La saison 2021-2022 est placée sous le signe d’une question : - Comment sortir de nos labyrinthes ? Pourquoi ce choix ?
Matthieu Dussouillez : Face à l’enfermement, nous hésitons souvent entre révolte et résignation : ce mouvement complexe de l’esprit humain est connecté à des passions, à des pulsions qui sont le cœur de l’opéra. Les œuvres à l’affiche de notre nouvelle saison manifestent une grande diversité : elles embrassent tous les siècles, tous les répertoires, tout le spectre des émotions - de la comédie légère à la tragédie la plus noire - elles incluent aussi bien des perles rares que des pièces populaires du répertoire… Mais elles témoignent également des multiples formes d’enfermement que nous observons aujourd’hui dans notre société : physique mais aussi mental, social, économique, géographique…
Comment cette question de l’enfermement se décline-t-elle à travers les opéras à l’affiche ?
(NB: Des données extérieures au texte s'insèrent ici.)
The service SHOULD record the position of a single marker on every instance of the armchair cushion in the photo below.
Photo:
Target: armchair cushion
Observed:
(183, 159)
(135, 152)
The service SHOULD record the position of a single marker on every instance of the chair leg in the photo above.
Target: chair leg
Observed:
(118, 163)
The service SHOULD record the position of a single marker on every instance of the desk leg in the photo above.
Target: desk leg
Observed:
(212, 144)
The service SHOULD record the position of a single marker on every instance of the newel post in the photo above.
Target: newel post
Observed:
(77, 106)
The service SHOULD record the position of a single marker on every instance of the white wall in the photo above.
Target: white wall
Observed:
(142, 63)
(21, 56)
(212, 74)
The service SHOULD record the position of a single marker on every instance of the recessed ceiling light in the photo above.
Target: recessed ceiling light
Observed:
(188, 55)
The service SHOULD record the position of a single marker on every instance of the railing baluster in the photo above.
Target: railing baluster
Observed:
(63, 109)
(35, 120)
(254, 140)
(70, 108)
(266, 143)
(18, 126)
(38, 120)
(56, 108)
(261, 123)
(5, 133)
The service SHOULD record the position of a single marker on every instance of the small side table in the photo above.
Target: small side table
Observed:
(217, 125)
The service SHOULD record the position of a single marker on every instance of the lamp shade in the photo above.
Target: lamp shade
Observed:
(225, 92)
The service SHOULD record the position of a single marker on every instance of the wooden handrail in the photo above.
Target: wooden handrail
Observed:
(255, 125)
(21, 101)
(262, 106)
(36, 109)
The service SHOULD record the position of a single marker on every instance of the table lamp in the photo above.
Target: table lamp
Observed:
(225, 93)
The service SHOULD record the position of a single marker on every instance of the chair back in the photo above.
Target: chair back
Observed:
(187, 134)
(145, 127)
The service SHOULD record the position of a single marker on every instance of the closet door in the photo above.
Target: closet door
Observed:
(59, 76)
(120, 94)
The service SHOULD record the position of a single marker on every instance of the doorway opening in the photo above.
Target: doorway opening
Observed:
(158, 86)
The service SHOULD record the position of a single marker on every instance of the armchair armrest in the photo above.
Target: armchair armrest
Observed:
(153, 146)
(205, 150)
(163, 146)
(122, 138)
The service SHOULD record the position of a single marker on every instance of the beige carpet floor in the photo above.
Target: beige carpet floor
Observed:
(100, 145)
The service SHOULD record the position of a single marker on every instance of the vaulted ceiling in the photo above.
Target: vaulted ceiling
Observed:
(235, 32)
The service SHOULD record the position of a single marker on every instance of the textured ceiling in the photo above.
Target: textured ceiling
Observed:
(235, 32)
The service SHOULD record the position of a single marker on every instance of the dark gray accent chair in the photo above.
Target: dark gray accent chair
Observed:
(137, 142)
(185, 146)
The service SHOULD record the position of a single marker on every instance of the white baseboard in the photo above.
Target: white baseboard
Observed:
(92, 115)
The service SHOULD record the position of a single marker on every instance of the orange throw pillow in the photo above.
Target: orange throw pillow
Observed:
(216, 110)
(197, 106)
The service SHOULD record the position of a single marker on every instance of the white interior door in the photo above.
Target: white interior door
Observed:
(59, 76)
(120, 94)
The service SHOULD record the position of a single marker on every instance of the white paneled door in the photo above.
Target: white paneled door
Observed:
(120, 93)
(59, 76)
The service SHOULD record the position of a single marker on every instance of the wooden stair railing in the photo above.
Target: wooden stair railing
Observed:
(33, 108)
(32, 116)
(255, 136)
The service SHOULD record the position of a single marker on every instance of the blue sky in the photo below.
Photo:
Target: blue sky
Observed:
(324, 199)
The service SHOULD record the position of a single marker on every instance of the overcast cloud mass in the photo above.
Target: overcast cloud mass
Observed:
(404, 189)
Matthieu Dussouillez : Dans Le Palais enchanté, l’emprisonnement se pare des atours de la manipulation puisque le magicien Atlante prétend retenir le chevalier Ruggiero prisonnier pour lui épargner un funeste sort. L’enfermement est philosophique dans La Flûte enchantée, où les héros doivent subir une série d’épreuves initiatiques et déchirer le voile de la nuit pour devenir les auteurs de leur propre histoire. Il est moral dans les communautés étroites qui servent de toiles de fond à Julie et à Fortunio. Quant à Tosca, il ne s’agit pas seulement de la cellule dans laquelle Scarpia fait torturer Cavaradossi : tous les personnages sont enfermés dans leurs passions amoureuses, politiques, religieuses, qui précipitent leur perte. Mais notre but n’est pas de mener une réflexion thématique et partielle sur l’enfermement : cette saison est davantage une épreuve cathartique, une quête pour trouver la sortie de nos propres labyrinthes. Et j’ajouterais que l’opéra doit lui-même prendre garde à ne pas s’enfermer dans ses propres prisons : il doit résister à l’entre-soi et à la tentation de dresser un rempart entre lui et le monde. L’opéra dont nous rêvons est ouvert à l’avenir, connecté aux questions sociales et sociétales.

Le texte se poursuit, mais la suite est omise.